Care workers calling in sick because of fuel costs – union leader

·2-min read

Care workers are calling in sick because they cannot afford fuel to drive their cars to look after people in their homes, a union leader has said.

Christina McAnea, general secretary of Unison, attacked the Government for “not having a plan” to tackle the cost-of-living crisis.

The union is campaigning for decent pay rises for millions of public sector workers, including those in the NHS and local government, who she complained had been subjected to wage restraint for years.

Many had worked through the pandemic, putting themselves and their families at risk, but still faced below-inflation pay rises, she said.

Ms McAnea said the cost-of-living crisis will be the main issue at Unison’s annual conference in Brighton next week.

In an interview ahead of the conference, she warned that staff were leaving the NHS in greater numbers than new recruits, including clinical workers, porters, caterers and cleaners.

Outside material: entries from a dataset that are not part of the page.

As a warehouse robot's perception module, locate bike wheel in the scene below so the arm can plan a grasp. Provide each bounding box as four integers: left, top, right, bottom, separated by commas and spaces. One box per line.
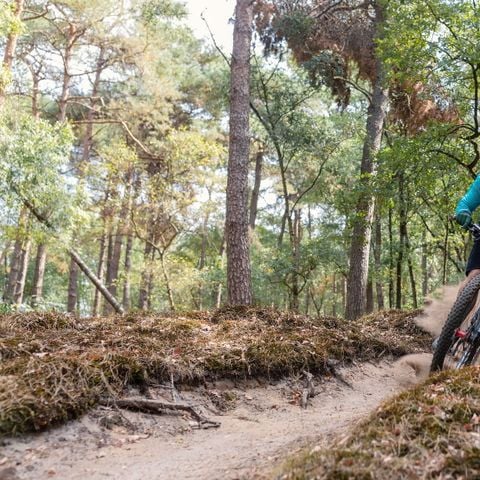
430, 274, 480, 372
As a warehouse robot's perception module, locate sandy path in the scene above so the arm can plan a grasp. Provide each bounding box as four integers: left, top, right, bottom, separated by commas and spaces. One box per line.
2, 289, 455, 480
1, 357, 430, 480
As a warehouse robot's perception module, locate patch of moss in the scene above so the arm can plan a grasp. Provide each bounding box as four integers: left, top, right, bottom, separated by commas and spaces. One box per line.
277, 367, 480, 479
0, 308, 430, 437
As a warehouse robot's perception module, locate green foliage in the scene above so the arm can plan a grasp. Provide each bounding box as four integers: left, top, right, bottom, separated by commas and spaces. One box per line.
0, 115, 75, 232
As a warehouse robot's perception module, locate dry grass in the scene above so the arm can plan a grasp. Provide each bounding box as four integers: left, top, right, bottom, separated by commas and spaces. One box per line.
276, 367, 480, 480
0, 307, 429, 436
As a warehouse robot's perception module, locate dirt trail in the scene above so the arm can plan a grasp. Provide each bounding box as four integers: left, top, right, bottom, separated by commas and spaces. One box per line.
1, 290, 455, 480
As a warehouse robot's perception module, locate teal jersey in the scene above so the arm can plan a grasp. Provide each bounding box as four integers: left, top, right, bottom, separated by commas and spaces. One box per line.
456, 175, 480, 215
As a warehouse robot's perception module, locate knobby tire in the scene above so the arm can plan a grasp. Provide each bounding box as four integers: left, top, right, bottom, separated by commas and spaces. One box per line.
430, 274, 480, 372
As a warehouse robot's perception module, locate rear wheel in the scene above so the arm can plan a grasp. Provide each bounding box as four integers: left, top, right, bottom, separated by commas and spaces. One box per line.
430, 274, 480, 372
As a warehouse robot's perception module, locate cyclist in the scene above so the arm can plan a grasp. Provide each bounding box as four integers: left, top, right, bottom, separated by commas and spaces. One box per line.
432, 176, 480, 353
455, 175, 480, 283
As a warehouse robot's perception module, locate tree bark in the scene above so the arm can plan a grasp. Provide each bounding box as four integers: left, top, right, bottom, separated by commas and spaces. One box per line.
422, 230, 428, 297
366, 280, 374, 314
290, 208, 302, 312
93, 229, 108, 316
0, 0, 24, 109
67, 257, 78, 313
396, 174, 407, 310
225, 0, 254, 305
3, 208, 29, 304
68, 248, 124, 314
373, 212, 385, 309
160, 252, 175, 311
122, 234, 133, 310
388, 206, 394, 309
406, 229, 418, 309
345, 4, 388, 320
249, 150, 263, 231
31, 243, 47, 306
138, 239, 153, 310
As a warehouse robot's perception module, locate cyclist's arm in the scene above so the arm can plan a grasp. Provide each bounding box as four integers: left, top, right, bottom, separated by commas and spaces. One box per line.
456, 175, 480, 216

“The private sector can afford to pay more, so public sector staff are leaving to work for supermarkets down the road.

“Half of local government workers earn less than £25,000 a year. It is now costing care workers £100 to fill up their car. They just cannot afford it.”

Care workers would rather call in sick because they do not have the money for petrol, she said.

Ms McAnea said the Government was refusing to meet trade unions to discuss the crisis, adding: “This feels like an out-of-touch government in its dying days.”

Asked about calls from the Government about pay restraint, she said: “They have forgotten what hospital and ambulance staff and care workers did during the pandemic. It’s like they want to ignore them now.”

She added that billions of pounds could be raised by measures such as increasing corporation tax, which could be used to fund public sector pay rises.